Friday, October 13, 2006

A SNIPER CRAWLS INTO POSITION: Hey, who's that man on the lawn in a shaggy suit? Is that a member of the SWAT team?

Preparation for terrorist attack at the local level in the US is sometimes so ludicrous, if you don't laugh at it, you'll have to cry. Conducted in exercises, one can reliably count on instances in which citizens are put through run-throughs or tabletop scenarios built upon really bad information about terrorist capability.

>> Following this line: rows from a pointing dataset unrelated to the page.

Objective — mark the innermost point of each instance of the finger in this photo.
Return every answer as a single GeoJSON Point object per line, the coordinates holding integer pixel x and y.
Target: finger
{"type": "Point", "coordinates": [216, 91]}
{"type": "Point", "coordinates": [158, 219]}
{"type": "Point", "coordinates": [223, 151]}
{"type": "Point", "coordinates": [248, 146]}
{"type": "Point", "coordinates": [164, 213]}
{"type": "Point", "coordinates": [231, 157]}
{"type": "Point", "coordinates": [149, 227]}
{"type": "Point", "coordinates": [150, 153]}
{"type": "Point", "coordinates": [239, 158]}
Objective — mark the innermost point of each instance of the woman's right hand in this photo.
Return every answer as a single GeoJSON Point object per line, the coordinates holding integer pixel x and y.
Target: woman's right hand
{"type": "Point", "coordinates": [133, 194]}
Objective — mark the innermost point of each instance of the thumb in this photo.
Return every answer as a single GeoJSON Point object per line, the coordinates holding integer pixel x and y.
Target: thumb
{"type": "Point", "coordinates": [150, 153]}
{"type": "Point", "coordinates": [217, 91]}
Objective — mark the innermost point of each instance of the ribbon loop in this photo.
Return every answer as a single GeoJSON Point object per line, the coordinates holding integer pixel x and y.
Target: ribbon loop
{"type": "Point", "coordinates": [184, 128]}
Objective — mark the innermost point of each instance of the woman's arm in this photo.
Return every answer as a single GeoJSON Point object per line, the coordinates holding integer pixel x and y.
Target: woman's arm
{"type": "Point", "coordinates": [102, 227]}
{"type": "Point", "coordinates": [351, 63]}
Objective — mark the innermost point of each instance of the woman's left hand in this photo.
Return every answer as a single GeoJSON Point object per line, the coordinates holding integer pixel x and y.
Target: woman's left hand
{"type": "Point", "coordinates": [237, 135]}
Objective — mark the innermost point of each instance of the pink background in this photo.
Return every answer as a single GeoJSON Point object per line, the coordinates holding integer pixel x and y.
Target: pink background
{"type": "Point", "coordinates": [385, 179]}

So with GlobalSecurity.Org Senior Fellow T-shirt on, DD claims a picture's worth 1,000 words.


And from the Pocono Record, a small newspaper in eastern Pennsylvania near DD's old haunts, comes this doozy.

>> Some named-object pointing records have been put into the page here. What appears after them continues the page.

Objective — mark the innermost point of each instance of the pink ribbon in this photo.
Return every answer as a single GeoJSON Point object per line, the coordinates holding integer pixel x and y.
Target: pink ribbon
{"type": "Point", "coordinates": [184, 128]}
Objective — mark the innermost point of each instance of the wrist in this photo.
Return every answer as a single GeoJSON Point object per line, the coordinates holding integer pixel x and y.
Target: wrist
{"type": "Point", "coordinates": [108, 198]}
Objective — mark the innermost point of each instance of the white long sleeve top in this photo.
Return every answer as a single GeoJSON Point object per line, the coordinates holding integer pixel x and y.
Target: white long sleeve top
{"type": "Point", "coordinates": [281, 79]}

While one can applaud the desire to conduct readiness drills for the purposes of education and training on terror threats and response, DD has no idea why anyone would believe an exercise that outwardly looks so terrible would be particularly valuable in training -- other than for the determination that phones work and that people can follow orders.

But in "Emergency Workers Stage Casualty Drill," a reporter for the Record writes, "Monroe County's first-ever Mass Casualty Drill, dubbed 'Monroe Vigilance,' was staged . . . including police, fire, EMS, and coroner operations, along with Monroe County's Dispatch Center and Pocono Medical Center . . . Under the watchful eye of Cocciardi and Associates, a group that plans and administers exercises such as these, scenarios were set up and acted from start to finish."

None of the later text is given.